One of them is related to counterflow thermal conductivity (often referred to as superthermal conductivity) in superfluid systems, due to which even small temperature gradients ($\nabla T\approx10^{-3}K$) lead to significant fluxes of the superfluid and normal components in the absence of an average mass flux. As shown in [2, 3], in the presence of an external magnetic field, these flows lead to a polarization of the liquid and the appearance of electric fields in the surrounding space, which can be observed by modern experimental methods.
Another situation is the development of thermogravitational convective instability in normal systems, which consists in the mechanical disequilibrium of a hydrodynamic system under the action of a temperature gradient. As a result, in the presence of a magnetic field the system also acquires polarization, which, in turn, can lead to the appearance of an electric field in the surrounding space.
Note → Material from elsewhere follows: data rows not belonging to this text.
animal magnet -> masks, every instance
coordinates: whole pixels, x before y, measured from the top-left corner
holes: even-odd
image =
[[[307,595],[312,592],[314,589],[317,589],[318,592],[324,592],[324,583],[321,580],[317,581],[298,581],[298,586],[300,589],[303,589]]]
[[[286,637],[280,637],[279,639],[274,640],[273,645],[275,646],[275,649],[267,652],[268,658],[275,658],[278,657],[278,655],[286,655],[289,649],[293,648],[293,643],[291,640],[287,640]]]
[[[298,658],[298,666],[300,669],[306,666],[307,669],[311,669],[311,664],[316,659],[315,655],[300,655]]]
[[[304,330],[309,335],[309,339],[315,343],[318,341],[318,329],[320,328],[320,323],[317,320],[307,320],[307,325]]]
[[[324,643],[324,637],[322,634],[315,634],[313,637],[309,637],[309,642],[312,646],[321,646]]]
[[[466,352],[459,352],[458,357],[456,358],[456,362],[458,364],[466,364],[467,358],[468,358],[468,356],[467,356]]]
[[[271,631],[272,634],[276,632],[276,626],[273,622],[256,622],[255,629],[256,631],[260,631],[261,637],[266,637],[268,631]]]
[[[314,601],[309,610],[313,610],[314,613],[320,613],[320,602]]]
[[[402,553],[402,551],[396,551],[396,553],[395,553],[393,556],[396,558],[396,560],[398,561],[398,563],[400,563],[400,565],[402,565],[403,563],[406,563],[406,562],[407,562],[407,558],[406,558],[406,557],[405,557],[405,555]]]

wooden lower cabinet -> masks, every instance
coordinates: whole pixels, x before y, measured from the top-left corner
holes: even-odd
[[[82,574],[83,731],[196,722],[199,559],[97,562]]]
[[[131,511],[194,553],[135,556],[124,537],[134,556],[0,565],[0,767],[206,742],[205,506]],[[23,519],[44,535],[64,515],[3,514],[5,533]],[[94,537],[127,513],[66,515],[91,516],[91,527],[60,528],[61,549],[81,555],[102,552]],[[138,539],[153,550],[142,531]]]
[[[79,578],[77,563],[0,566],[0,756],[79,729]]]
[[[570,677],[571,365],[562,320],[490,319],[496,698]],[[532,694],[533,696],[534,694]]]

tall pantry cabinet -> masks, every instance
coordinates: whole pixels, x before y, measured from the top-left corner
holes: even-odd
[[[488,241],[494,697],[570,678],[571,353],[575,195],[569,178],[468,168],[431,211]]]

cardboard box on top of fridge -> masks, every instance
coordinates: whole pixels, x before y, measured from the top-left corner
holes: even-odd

The measurement of this field can be used as a basis for creating a sensitive device for determining temperature gradients.
[1] L.D. Landau, E.M. Lifshitz, Electrodynamics of Continuous Media, Butterworth-Heinemann ed., London, 1984.
[2] S. I. Shevchenko and A. M. Konstantinov, JETP Letters, 109, 790 (2019).
[3] S. I. Shevchenko and A. M. Konstantinov, Low Temp. Phys. 46, 48 (2020).